What kinds of things lead to these emotions? Make note of them. Carry a journal or use a note-taking app on your phone to capture the triggers and resulting emotions as you experience them.
“I became frustrated when I learned how far behind the project is.”
“I feel depressed when I read a news article about the current political situation.”
“I’m lonely when my partner doesn’t return physical affection.”
- Become a witness.
Instead of being the emotion, be the human beyond the emotion. Watch yourself experience the emotion. Watch your lizard amygdalae kick into gear. Notice it and observe it, but don’t act on it. Separate yourself from it. Recognize the actions that your emotional brain is telling you to take, but don’t engage in them. Purposefully and consciously engage your prefrontal cortex.
“My lizard brain is telling me to call this guy an idiot.”
“My emotions are taking over and telling me to eat that box of Twinkies.”
“My animal instincts are sending me untrue messages about my partner’s intentions.”
- Choose a more appropriate response.
Our amygdalae drive us to react emotionally. Step four helps us intervene to halt this reaction. Now it’s time to engage the rational part of our brain to choose a more appropriate response.
“Rather than calling him an idiot, maybe I should ask a question that will help me better understand his idea.”
“If I eat the box of Twinkies, I’ll only feel worse about myself. I’ll go for a walk instead.”
“Instead of heading for the liquor cabinet, I ought to have a conversation with my partner and tell her how I’m feeling.”
Sometimes the Amygdala Hijack Can Be a Good Thing
Alone in a dark alleyway with three large figures, faces covered and carrying baseball bats, heading toward you. Your amygdalae will be firing like crazy. Let them take over. The answer is clear: flight.
There are also positive examples of appropriate amygdalae impulses. For example, with your partner, holding your newborn baby for the first time. Let the emotion wash over you. Soak it in.

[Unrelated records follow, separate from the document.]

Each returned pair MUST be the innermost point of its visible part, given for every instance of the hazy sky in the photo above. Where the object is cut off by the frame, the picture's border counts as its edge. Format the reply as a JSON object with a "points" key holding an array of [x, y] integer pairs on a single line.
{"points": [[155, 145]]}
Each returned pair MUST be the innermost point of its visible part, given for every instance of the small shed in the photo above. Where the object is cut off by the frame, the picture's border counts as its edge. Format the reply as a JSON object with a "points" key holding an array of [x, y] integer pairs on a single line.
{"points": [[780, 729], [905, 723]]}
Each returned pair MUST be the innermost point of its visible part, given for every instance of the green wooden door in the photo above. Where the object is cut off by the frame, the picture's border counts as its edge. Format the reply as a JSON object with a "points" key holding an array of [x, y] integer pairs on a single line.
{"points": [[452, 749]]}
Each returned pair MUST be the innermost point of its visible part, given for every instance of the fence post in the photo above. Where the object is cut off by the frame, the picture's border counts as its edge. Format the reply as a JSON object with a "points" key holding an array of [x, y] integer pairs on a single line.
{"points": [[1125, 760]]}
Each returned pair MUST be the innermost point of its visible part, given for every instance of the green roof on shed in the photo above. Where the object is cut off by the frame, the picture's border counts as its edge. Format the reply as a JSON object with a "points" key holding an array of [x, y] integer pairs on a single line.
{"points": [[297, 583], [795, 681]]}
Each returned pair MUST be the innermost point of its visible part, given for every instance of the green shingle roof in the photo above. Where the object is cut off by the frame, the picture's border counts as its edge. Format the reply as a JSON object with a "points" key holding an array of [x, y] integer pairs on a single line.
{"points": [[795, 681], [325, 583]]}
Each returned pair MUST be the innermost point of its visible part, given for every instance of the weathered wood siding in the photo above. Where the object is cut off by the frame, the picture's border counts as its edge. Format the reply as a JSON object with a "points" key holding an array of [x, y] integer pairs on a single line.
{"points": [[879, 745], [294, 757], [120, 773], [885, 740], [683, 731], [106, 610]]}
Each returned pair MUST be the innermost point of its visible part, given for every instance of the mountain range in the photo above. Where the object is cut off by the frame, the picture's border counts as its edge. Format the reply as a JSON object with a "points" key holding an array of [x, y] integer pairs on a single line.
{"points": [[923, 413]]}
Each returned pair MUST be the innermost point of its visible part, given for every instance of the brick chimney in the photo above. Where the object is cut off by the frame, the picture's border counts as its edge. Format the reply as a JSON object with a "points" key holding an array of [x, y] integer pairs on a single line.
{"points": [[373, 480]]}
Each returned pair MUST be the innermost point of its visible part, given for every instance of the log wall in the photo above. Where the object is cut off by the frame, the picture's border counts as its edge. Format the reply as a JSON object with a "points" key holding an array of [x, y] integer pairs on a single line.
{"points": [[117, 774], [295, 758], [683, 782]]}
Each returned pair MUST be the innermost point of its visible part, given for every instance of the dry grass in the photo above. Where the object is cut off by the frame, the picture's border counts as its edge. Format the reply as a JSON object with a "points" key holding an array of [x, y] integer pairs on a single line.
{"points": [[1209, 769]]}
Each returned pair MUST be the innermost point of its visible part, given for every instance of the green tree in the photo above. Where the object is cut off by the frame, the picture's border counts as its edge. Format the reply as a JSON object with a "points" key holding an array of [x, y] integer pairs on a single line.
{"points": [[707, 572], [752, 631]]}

We aren’t robots. The tapestry of human emotion helps define the richness of our lives.
But those emotions can also lead us to engage in behaviors we’ll regret later, especially when the situation calls for rational thinking. Slow down and recognize what your amygdalae are doing. You can’t stop the impulse, but you can stop it from controlling your behavior—and instead choose a more appropriate response.
And while you’re at it, remember to have a snack.